The chalk hills form a valley to allow the Devil's Brook to flow past under a little arched bridge, and the mixture of dwellings on the slopes form the village of Dewlish. A pleasant place where it would appear nothing ever seems to happen, yet prehistoric elephants once roamed on these slopes. We may never have known of it had it not been for a busy little mouse and a diligent geologist who, in the 19th century, found a mousehole in the chalk face filled with sand. Excavations were made and not only was a layer of sand discovered, but the remains of long forgotten animals. The bones of elephants thought to be 17 feet tall are now in Dorchester Museum. The Romans lived at Dewlish, but those great animals roamed here long before the Ice Age.
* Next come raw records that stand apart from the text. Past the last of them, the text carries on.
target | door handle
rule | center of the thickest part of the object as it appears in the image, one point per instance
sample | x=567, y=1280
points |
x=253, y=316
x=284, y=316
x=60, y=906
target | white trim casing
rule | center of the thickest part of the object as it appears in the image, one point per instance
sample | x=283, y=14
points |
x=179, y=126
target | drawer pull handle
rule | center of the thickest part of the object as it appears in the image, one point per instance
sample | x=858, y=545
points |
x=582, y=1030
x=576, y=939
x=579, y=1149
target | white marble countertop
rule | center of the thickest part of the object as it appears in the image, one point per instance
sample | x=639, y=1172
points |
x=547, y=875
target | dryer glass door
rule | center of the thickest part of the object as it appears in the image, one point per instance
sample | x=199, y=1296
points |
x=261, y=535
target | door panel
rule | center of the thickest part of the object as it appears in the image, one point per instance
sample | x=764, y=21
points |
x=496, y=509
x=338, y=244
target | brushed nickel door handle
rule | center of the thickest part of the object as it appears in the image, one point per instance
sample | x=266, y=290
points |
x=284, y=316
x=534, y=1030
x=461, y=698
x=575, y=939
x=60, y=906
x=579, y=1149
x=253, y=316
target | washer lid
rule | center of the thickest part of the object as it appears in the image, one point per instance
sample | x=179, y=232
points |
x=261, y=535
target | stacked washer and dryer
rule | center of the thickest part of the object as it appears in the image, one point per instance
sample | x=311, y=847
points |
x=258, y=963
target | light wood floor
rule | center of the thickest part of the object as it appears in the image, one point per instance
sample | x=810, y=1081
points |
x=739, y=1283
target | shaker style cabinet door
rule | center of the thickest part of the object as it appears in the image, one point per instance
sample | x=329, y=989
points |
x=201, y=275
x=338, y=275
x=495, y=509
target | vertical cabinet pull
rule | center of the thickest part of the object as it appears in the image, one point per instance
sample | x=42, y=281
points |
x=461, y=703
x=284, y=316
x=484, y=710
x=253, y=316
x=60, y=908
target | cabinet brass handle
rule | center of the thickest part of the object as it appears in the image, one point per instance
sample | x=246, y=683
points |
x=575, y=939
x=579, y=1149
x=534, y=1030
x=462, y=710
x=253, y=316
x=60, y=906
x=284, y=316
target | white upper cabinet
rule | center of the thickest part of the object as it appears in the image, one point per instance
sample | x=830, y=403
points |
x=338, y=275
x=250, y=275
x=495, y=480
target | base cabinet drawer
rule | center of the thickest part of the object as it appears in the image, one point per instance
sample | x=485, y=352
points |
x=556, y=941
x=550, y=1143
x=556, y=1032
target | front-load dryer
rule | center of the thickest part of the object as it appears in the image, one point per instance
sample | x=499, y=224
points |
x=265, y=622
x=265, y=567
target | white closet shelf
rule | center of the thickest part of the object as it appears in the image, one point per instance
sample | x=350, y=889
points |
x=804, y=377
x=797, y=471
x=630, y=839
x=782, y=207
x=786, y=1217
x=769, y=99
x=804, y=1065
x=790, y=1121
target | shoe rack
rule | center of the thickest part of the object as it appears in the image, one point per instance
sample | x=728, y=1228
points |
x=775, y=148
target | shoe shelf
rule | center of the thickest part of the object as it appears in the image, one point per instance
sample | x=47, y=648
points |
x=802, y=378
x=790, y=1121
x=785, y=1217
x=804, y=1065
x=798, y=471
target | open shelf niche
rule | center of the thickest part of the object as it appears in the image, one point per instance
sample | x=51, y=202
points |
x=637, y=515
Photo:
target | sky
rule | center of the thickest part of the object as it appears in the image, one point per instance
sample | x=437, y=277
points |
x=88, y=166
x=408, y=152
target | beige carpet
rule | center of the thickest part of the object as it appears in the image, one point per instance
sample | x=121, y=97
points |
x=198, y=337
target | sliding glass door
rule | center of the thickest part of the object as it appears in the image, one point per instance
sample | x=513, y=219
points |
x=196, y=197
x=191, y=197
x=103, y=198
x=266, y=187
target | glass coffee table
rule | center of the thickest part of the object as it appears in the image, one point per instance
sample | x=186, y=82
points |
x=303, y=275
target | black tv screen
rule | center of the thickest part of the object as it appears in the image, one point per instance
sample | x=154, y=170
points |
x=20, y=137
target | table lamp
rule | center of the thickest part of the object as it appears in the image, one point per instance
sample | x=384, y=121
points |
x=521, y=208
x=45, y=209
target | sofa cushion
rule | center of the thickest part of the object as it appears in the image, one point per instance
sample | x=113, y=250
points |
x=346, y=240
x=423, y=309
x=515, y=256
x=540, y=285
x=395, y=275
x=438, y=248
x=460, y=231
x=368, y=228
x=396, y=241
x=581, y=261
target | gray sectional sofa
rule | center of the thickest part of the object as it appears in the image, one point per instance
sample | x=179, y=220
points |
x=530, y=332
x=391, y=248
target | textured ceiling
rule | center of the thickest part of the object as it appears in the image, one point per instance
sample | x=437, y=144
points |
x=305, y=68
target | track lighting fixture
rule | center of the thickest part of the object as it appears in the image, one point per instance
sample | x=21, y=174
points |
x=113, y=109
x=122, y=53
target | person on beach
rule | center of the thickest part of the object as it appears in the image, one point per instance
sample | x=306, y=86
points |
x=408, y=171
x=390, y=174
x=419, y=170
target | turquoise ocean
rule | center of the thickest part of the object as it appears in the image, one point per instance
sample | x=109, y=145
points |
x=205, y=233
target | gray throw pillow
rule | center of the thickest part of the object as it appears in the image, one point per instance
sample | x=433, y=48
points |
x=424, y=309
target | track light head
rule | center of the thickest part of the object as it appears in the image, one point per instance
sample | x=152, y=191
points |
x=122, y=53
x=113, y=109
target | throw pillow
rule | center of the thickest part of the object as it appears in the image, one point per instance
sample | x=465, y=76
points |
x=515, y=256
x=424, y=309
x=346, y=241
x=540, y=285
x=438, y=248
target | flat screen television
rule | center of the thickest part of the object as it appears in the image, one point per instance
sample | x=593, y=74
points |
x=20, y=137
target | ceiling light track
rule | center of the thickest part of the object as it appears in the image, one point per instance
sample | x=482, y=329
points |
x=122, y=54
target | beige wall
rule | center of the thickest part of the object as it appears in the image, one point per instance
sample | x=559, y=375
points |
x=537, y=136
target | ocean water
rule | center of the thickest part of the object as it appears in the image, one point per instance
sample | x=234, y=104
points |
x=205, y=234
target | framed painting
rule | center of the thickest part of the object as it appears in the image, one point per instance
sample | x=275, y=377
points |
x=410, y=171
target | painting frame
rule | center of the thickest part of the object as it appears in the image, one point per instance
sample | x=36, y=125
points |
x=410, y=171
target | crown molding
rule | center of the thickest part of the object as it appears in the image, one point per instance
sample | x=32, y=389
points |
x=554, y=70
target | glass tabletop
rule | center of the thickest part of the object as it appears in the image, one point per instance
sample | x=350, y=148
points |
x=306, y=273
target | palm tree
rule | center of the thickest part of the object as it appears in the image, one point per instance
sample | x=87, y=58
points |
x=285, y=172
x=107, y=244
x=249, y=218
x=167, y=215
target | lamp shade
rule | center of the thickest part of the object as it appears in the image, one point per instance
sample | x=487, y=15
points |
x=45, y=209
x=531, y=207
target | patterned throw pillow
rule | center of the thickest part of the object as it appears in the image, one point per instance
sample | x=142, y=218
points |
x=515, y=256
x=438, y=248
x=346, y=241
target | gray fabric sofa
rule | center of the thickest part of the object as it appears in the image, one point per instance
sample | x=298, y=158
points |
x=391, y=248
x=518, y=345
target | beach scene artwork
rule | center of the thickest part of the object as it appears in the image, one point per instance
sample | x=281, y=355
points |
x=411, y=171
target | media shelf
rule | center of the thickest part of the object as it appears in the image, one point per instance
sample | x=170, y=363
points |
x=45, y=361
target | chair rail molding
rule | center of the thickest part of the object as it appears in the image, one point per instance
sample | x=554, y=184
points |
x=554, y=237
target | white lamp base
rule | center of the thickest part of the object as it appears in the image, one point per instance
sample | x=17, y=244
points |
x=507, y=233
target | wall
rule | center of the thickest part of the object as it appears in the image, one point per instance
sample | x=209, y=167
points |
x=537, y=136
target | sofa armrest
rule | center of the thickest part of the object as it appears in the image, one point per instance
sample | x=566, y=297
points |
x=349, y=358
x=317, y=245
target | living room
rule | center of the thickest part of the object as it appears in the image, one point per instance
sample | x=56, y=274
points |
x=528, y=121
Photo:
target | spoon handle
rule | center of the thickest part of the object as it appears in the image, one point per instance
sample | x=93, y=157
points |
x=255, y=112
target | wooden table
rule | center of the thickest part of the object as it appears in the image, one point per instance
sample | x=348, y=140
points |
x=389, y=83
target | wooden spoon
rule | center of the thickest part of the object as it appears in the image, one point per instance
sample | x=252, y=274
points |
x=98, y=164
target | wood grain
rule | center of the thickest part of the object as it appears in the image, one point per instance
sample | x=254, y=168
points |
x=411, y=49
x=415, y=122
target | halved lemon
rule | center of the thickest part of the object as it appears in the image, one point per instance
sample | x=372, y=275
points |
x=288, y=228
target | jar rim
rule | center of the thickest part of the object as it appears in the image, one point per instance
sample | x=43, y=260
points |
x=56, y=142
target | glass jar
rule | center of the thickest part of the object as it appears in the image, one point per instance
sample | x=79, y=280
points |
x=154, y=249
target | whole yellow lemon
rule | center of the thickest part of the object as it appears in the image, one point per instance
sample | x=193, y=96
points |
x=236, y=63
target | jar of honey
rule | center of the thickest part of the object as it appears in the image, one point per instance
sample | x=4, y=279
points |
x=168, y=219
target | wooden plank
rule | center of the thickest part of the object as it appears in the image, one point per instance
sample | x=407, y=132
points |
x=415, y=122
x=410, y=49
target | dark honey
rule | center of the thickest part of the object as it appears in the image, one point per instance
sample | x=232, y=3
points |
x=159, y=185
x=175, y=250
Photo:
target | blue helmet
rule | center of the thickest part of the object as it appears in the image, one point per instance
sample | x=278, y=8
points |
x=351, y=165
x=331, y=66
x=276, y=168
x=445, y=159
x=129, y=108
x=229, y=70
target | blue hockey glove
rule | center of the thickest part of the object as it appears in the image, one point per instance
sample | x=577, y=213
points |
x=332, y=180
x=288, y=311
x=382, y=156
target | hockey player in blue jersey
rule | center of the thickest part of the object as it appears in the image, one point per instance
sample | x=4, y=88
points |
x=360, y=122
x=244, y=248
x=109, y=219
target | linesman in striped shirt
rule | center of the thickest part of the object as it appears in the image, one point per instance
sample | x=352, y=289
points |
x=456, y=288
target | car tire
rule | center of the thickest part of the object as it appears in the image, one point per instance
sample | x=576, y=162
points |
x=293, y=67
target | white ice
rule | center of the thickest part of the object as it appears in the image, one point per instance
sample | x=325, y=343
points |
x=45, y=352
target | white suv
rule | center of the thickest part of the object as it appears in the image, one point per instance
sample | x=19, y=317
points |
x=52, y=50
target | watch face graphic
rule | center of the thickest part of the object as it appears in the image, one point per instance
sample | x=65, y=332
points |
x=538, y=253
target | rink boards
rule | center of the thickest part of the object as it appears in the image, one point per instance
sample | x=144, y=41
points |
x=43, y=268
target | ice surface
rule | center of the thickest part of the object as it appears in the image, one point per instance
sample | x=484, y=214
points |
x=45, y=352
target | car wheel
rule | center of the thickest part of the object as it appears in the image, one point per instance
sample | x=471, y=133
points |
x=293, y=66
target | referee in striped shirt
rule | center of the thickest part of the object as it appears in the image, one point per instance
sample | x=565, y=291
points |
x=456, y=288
The Norman church of All Saints is approached through an avenue of yews so thick and matted at their tops, that they blot out the sun and form a dank, darkened nave reminiscent of the lonely depths of the Burmese jungle. Although the main doorway is Norman the rest of the church is a mixture of dates. The north aisle is 16th century with paneled arches and much of the wood-work is from the 17th century.

Behind the church are the earthworks of a medieval settlement and it's fields. Above the church is a stone and flint manor house from about 1632, with opposite a 19th century imitation of a 17th century building which is now the village hall. Also of note is a fine large brick farmhouse, located by the river and dating from around 1700.